Prove that $\mathbb Q(\zeta_m)\cap\mathbb Q(\zeta_n)=\mathbb Q(\zeta_d)$ where $d=\gcd(m,n)$.
I want to solve this problem without Galois theory.
I know only about field extension. For example, algebraic extension, cyclotomic extension, splitting field and algebraic closure.
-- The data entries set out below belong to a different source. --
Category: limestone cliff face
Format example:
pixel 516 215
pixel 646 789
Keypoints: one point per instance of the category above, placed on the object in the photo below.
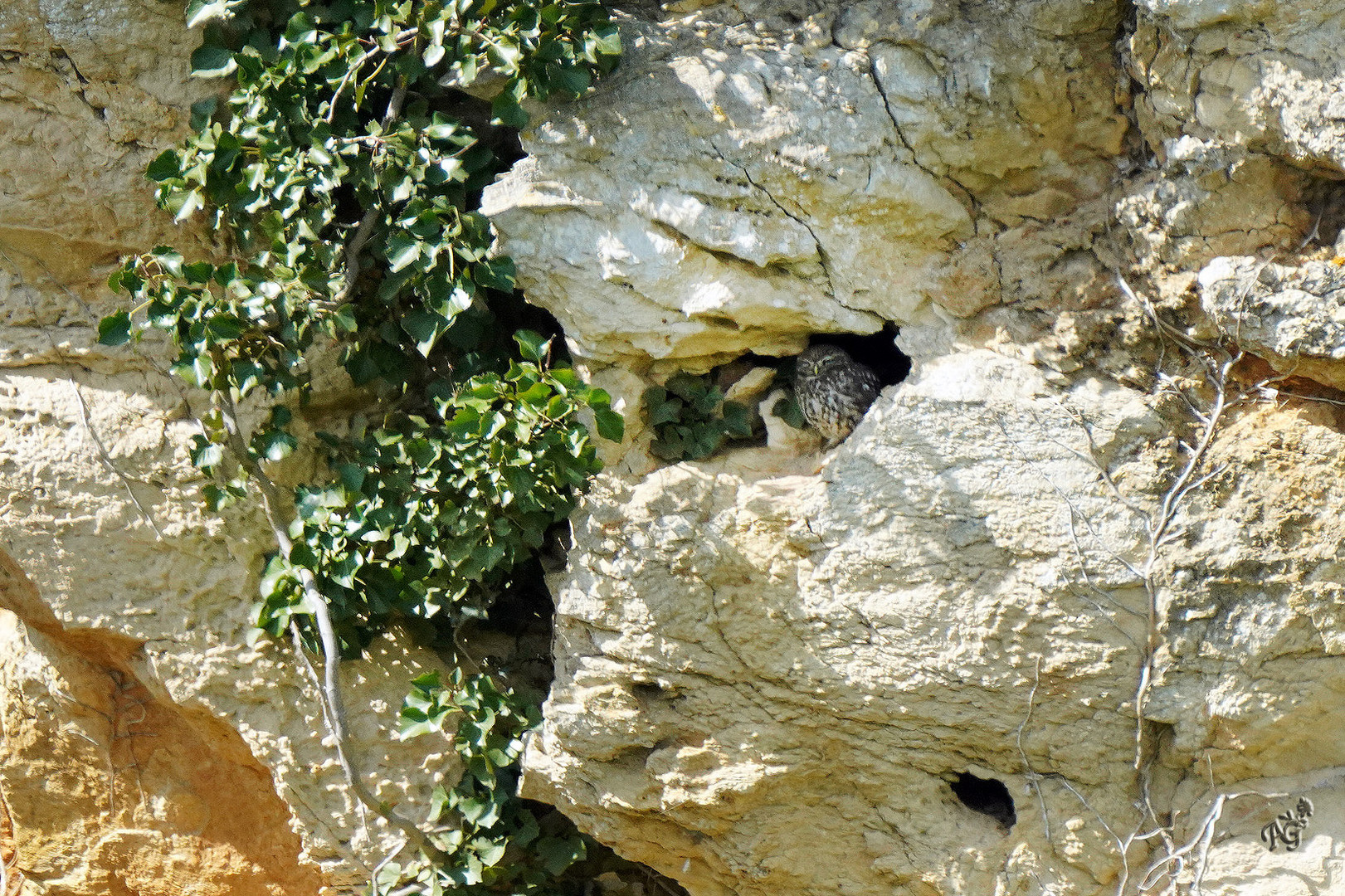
pixel 1099 519
pixel 773 673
Can I solve it without Galois theory?
I am first guessing here that $\zeta_m$ means prime root of $1$ of order $m$, i.e., a generator of set of solutions of $x^m-1=0$. That being said, let's see what we have here. Left side is intersection of fields. Intersection of fields is a field again. Right side is a field. So what we need to prove is equality of fields.
Now, field on the right is completely determined by $\zeta_d$ hence we need to show $\zeta_d \in \Bbb Q(\zeta_m)$ and $\zeta_d \in \Bbb Q(\zeta_n)$ to do $\supseteq$ in the claim. But, those two are analogous to each other, hence I do $\zeta_d \in\Bbb Q(\zeta_m)$, where $d = gcd(m,n)$ or $d|m$, which is enough, because there is some $k$ such that $dk = m$ hence $\zeta_m^k = \zeta_d$ hence that's it.
About the converse. Here, it is important that $d = gcd(m,n)$. So, $\Bbb Q(\zeta_m) \cap \Bbb Q(\zeta_n)$ is extension of $\Bbb Q$ by a single element. Let $L$ be that intersection. Then obviously $\Bbb Q \leq L \leq\Bbb Q(\zeta_m)$ and $\Bbb Q \leq L \leq \Bbb Q(\zeta_n)$. Applying chain rules to those two we see that $|L:\Bbb Q|\mid\gcd(m,n)$. Now, if we take $\Bbb Q(\zeta_\ell)$ where $\ell < \gcd(m,n)$ then the intersection is larger then $L$. Hence $L$ has to be exactly $\Bbb Q(\zeta_d)$.